It's an election year and we might be missing the politics

Napoleon Bonaparte: Not appearing in this opera.
Napoleon Bonaparte: Not appearing in this opera.

What if the best way to get sex from a woman was to arrest her boyfriend and threaten to kill him unless the targeted woman meets the demands of your pants?

From what I can tell, the character of Scarpia thinks this will work in the opera Tosca, which opens at San Diego Opera this Saturday at 7 p.m. at the Civic Theater.

Back to Scarpia. He makes an interesting play. He seems to say, "I want to have sex with you, so I’m going to arrest your boyfriend and kill him if you don’t." Scarpia is a character that many will consider to be merely creepy because of his sexual appetite but there is something more sinister at work with this guy.

Video:

Tosca

Te Deum (Bryn Terfel, The Royal Opera)

Te Deum (Bryn Terfel, The Royal Opera)

We can recognize Scarpia as Don Giovanni or The Count from Mozart’s operas Don Giovanni and The Marriage of Figaro. What’s the similarity? A man abusing his position in order to get sex.

With all of these men, we want to condemn them for their sexuality but their damning characteristic is the abuse of power. Policies regarding sexual harassment in the workplace are about preventing the abuse of power not preventing sex. If people want to have the sex, they’re going to have the sex.

I believe I mentioned that opera is full of politics. If I didn’t then allow me to say now that opera is full of politics.

Operas such as Tosca are politically charged from start to finish. In addition to Scarpia's abuse of power toward a sexual end, there is an even bigger political figure in Tosca, but he never shows up.

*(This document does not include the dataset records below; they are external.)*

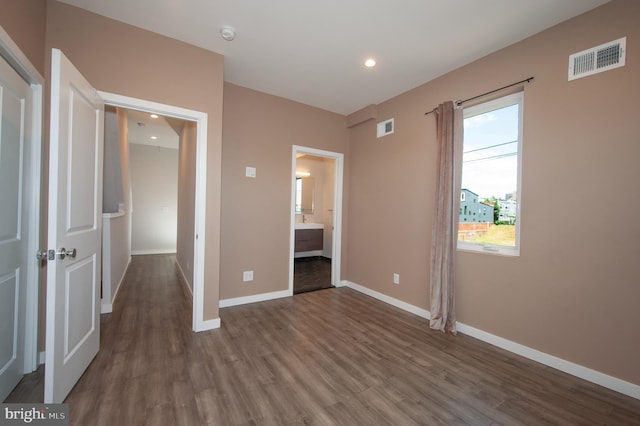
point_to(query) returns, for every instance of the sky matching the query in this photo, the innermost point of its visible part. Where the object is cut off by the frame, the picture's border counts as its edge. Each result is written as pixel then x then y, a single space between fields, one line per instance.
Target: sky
pixel 490 165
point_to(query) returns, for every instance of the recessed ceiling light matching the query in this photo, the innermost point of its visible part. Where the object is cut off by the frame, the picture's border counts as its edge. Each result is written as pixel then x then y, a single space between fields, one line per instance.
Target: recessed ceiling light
pixel 228 33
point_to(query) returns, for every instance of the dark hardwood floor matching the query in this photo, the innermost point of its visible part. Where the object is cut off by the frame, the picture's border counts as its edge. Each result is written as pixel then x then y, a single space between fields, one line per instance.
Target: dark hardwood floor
pixel 333 357
pixel 311 273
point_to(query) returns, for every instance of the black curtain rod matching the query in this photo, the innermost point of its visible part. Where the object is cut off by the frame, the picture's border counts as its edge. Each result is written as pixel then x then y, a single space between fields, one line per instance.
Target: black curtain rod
pixel 458 103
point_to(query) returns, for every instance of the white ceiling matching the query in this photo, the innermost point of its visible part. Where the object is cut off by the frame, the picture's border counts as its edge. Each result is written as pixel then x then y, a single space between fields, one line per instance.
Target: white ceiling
pixel 142 127
pixel 313 51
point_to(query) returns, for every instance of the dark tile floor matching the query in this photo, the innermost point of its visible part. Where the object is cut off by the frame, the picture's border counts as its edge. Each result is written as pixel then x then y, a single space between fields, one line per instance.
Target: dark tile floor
pixel 311 273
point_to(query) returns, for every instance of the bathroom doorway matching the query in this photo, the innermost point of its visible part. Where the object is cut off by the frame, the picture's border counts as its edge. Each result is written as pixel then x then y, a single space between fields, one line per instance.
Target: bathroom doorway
pixel 315 219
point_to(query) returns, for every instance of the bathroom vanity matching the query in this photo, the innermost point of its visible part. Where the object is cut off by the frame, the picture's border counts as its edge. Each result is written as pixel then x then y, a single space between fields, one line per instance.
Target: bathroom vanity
pixel 308 237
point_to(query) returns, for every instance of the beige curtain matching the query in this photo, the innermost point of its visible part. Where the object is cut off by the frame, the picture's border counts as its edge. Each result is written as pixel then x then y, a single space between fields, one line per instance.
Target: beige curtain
pixel 445 223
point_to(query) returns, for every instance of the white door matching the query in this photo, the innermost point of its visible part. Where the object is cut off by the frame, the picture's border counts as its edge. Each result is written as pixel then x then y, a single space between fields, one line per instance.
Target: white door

That character is Napoleon. Without the threat of Napoleon overthrowing the political order, of which Scarpia is a part, there’s no show.

Scarpia is able to arrest Tosca’s artist boyfriend, Mario Cavaradossi, on the charges of harboring an escaped political prisoner. The prisoner was involved with the failed “Republica Roma,” which was apparently pro-Bonaparte.

As an aside, how is the fictional artist Mario Cavaradossi not based on the nonfictional artist Michelangelo Caravaggio? Both are the most famous painters in Rome known for their church murals and violent temperament. I’m not sure that pertains to anything, but it struck me as at least interesting.

I’m not going to get all preachy and try to tie in any current examples regarding the abuse of power, but I will say that what fueled the consumption of opera in the past was the immediacy of the politics involved. Without the fire of political conviction we lose a great deal of the passion with which audiences consumed opera in the past.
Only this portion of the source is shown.